Mit dem Entwurf zum Budgetmaßnahmengesetz 2026 sowie der Regierungsvorlage zum Budgetbegleitgesetz (BBG) 2027–2028 kommen jedoch, soviel ist bereits gewiss, signifikante Änderungen auf Unternehmen, Gesellschafter, Immobilienbesitzer und Arbeitnehmer zu. Details (Gesetzestexte, Erläuterungen etc.) sind auf der folgenden Seite abrufbar und im Detail nachlesbar: https://www.parlament.gv.at/gegenstand/XXVIII/I/523

Wir haben die wesentlichsten Highlights und Handlungsfelder für Sie kompakt zusammengefasst.

Inhalte

  1. Gesellschafter-Verrechnungskonten: BMF verschärft die Gangart
  2. Immobilienertragsteuer (ImmoESt): Steuererhöhung für „Altvermögen“ ab 2027
  3. Körperschaftsteuer: Einführung eines progressiven Tarifs (ab 2028)
  4. Sachbezug für E-Autos: Das Ende der Steuerfreiheit
  5. Homeoffice & Arbeitsplatzpauschale: Neuregelung ab 2027
  6. Investitionsbedingter Gewinnfreibetrag (GFB): Wertpapiere vorübergehend gestrichen
  7. Lohnverrechnung: Steuerfreie Mitarbeiterprämie 2026
  8. Weitere Kurzmeldungen im Überblick

 

 

1. Gesellschafter-Verrechnungskonten: BMF verschärft die Gangart

(Quelle: RV BBG 2027-2028; § 8 Abs 2a KStG neu)

Ein massiver Fokus der Betriebsprüfungen liegt künftig auf den Gesellschafterverrechnungskonten.

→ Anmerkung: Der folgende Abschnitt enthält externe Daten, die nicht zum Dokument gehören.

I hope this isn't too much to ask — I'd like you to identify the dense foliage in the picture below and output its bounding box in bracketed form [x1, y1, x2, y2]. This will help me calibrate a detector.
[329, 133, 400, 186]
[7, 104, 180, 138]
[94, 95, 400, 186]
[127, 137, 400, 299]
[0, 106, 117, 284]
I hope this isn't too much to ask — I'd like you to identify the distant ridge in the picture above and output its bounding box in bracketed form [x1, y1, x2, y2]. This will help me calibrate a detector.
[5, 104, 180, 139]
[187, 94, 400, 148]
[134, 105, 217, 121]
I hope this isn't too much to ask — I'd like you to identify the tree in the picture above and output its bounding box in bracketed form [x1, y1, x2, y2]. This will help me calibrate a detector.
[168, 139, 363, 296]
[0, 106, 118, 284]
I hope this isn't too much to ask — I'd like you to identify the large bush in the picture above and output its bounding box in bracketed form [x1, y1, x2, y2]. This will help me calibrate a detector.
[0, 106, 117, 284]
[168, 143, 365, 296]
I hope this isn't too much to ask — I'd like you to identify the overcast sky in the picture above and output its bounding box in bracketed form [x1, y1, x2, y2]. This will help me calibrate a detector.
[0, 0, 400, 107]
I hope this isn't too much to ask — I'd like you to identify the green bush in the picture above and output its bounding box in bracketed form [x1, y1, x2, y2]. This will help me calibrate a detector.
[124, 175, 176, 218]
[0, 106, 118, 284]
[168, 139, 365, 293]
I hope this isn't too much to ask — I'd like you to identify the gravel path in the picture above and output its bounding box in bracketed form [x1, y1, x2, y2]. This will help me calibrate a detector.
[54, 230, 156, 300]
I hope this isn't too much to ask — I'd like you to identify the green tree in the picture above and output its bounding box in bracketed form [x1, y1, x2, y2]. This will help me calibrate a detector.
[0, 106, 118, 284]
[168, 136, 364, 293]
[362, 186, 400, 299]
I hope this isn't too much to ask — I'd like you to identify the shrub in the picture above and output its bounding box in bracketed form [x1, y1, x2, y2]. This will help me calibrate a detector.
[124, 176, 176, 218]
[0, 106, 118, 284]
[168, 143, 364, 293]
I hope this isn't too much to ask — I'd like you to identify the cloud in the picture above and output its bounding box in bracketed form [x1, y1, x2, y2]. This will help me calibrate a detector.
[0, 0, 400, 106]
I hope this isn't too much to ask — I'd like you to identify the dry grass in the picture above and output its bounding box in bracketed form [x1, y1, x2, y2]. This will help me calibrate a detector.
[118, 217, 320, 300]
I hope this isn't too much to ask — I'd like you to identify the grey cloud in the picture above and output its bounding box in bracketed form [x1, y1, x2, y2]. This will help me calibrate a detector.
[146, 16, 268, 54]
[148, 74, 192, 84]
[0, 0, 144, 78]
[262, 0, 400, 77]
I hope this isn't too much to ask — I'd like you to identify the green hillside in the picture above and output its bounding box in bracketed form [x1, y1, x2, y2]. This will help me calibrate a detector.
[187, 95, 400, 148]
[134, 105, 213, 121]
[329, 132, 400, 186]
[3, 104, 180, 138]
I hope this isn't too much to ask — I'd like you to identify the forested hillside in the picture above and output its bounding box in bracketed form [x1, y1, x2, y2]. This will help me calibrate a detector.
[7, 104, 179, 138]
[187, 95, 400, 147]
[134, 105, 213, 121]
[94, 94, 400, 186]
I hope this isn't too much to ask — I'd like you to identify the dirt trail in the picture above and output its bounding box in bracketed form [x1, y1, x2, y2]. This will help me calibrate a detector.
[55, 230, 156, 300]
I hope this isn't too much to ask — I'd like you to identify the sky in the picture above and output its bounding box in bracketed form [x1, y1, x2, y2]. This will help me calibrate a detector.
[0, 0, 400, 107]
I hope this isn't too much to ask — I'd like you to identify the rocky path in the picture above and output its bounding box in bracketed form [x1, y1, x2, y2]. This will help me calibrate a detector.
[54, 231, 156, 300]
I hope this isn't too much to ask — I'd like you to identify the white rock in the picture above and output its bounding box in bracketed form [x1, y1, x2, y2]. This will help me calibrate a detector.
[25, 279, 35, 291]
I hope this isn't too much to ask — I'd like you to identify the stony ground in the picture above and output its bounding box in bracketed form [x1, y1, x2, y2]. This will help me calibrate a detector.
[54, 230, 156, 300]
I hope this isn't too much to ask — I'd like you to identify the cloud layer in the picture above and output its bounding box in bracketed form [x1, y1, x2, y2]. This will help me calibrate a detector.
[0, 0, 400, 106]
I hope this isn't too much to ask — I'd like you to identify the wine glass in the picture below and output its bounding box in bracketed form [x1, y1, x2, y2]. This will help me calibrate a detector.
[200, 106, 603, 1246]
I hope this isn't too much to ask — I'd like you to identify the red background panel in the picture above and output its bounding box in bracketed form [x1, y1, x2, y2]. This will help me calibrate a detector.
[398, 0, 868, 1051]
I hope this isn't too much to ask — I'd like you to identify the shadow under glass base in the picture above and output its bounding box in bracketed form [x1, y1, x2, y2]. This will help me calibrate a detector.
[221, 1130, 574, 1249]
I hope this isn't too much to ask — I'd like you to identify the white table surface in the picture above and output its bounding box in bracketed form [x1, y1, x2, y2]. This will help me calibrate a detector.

Bisher hat die Rechtsprechung (VwGH) hier teils Spielräume zugelassen. Mit dem BBG 2027-2028 wird dies gesetzlich streng geregelt, um die finanzielle Deckung des privaten Lebenswandels aus GmbH-Mitteln zu unterbinden.

  • Die Neuregelung: Verrechnungskonten von natürlichen Personen (die mittelbar oder unmittelbar Gesellschafter sind) müssen künftig zwingend bis zum Bilanzstichtag ausgeglichen oder in eine fremdübliche Darlehensforderung (Schriftlichkeit, Sicherheiten, Bonitätsprüfung ohne Berücksichtigung der Gesellschaftsanteile!) umgewandelt werden.
  • Ausschüttungsfiktion: Geschieht dies nicht, gilt der Betrag am Tag nach dem Bilanzstichtag automatisch als verdeckte Gewinnausschüttung (KESt-Pflicht!).
  • Bagatellgrenze: Die Regelung gilt für Gesellschafter ab 10 % Beteiligung und für Beträge über EUR 50.000,-.
  • Inkrafttreten: Erstmals anzuwenden für Wirtschaftsjahre, die 2027 enden (bei Regelwirtschaftsjahr – somit Handlungsbedarf bis 31.12.2027).

 

Wir empfehlen Ihnen bei vorhandenen Entnahmen und Verrechnungen mit einer Kapitalgesellschaft, an welcher Sie zu mehr als 10% beteiligt sind, dringend die potenziell vorliegende mündliche oder lediglich gelebte Vereinbarung einer Verzinslichkeit dringend auch in einen schriftlichen Darlehensvertrag zu überführen, der sich wiederum am Fremdüblichkeitsmaßstab zu orientieren hat nach dem Motto: unter welchen Bedingungen würde „ihre“ GmbH einem fremden Dritten ein Darlehen in der gegebenen Höhe einräumen. Weitere Details sollten sind dann aus dem finalen Gesetzeswortlaut ergeben.

 

2. Immobilienertragsteuer (ImmoESt): Steuererhöhung für „Altvermögen“ ab 2027

(Quelle: RV BBG 2027-2028; § 30 Abs 4 EStG neu)

Besitzer von Immobilien, die vor dem 31.03.2002 angeschafft wurden („Altvermögen“), müssen sich auf eine faktische Steuererhöhung bei Veräußerungen einstellen.

  • Absenkung der pauschalen Anschaffungskosten: Derzeit können bei Altvermögen 86 % des Veräußerungserlöses als pauschale Anschaffungskosten abgesetzt werden (effektive Steuerbelastung: 4,2 %). Ab 1.1.2027 sinkt dieser Wert auf 80 %. Das bedeutet eine Steigerung der effektiven Steuerbelastung auf 6 % des Verkaufserlöses – bislang hat man pauschal mit 4,2% des Verkaufspreises kalkuliert zur Erinnerung.
  • Umwidmungsfälle: Bei Umwidmungen sinken die pauschalen Anschaffungskosten von 40 % auf 30 %. Waren es also bislang die bekannten 18% Effektivsteuer am Verkaufspreis, sind es fortan 21%.

 

Handlungsempfehlung: Bei geplanten Immobilienverkäufen von Altvermögen sollte ein Vertragsabschluss zwingend noch vor dem 31.12.2026 geprüft werden, um die alte Rechtslage zu nutzen.

 

3. Körperschaftsteuer: Einführung eines progressiven Tarifs (ab 2028)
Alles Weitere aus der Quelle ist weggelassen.